SAN FRANCISCO – The California Supreme Court refused to consider an appeal to the concept of independent medical reviews (IMR) as part of a 2013 workers’ compensation reform push. The issue is not dead, however, as two more legal challenges await hearings.
In California, an employer can request that an employee receiving medical treatment undergo what is called a utilization review to establish that the current diagnosis and treatment is appropriate. Sometimes the utilization review issues findings contrary to the employee’s wishes.
Before the 2013 reforms, such disputes ended up in court. These days, the next step is to have an IMR conducted by an anonymous physician working for the Reston, Va.-based contractor, Maximus Federal Services Inc., review both the original treatment plan and the findings of the utilization review.
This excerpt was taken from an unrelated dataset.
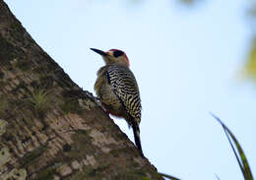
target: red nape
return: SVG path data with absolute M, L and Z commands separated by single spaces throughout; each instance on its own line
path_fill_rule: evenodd
M 122 50 L 120 50 L 120 49 L 110 49 L 110 50 L 108 50 L 108 51 L 114 52 L 114 51 L 118 51 L 118 50 L 119 50 L 119 51 L 122 51 Z M 122 52 L 123 52 L 124 57 L 125 57 L 126 60 L 127 60 L 127 62 L 128 62 L 128 65 L 130 66 L 130 61 L 129 61 L 129 59 L 128 59 L 126 53 L 125 53 L 124 51 L 122 51 Z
The legitimacy of the IMR has been called into question by a suit recently declined by the California Supreme Court, Frances Stevens v. Workers’ Compensation Appeals Board et al. Stevens claimed she suffered a due process violation when a 2013 IMR denied a home health aide and painkillers for a broken foot she suffered in 1997.
The California Supreme Court denied her petition. The decision also included a refusal to “depublish” the California 1st District Court of Appeals October ruling that held the IMR process to be constitutional.
For now, independent medical reviews will remain part of the California workers’ compensation system, due in large part to perceived cost savings to both the legal and medical system. In fact, the California Workers’ Compensation Insurance Rating Bureau (WCIRB) is cautiously optimistic about the IMR effect on pure premium rate recommendations.
“In addition to an average 10 percent decrease (effective) July 1, 2015, the WCIRB recently filed for an additional 5 percent decrease to be effective July 1, 2016,” Dave Bellusci, executive vice president and chief actuary of the Oakland-based California Workers’ Compensation Insurance Rating Bureau, told the Northern California Record.
WCIRB filings cited favorable trends related to the workers’ compensation reform bill as a primary factor in the lower rates.
“While we are unable to precisely identify the specific provisions driving this favorable trend, the WCIRB believes that the IMR has been a significant factor leading to the favorable medical trends and the recent reduction in pure premium rates,” Bellusci said.
Independent medical reviews uphold utilization review findings 88.6 percent of the time, according to statistics released by WCIRB.
Even though some costs seem to have gone down, others continue to increase.
“While medical costs have declined following the introduction of IMR and the other medical provisions of S.B. 863, frictional costs have continued to increase,” Bellusci said.
Senate Bill 863, signed into law by Gov. Jerry Brown on Sept. 18, 2012, implemented sweeping changes to the California workers' compensation system, including increased injured worker benefits and a host of cost-saving measures.
The frictional costs referenced by Bellusci can be substantial. A frictional cost is one generated by the delivery of benefits to an injured worker, but does not directly contribute to his or her treatment and recovery. Some estimates put frictional costs at 40 percent in the workers’ compensation industry.
Attorneys’ fees, rent, utilities, marketing costs, etc. are all included in frictional costs.
Does the WCIRB have suggestions for further improvements to the California system of administering workers’ compensation claims?
“The WCIRB evaluates the cost impact of legislative or regulatory change or judicial action,” Bellusci said. “We don’t make policy recommendations.”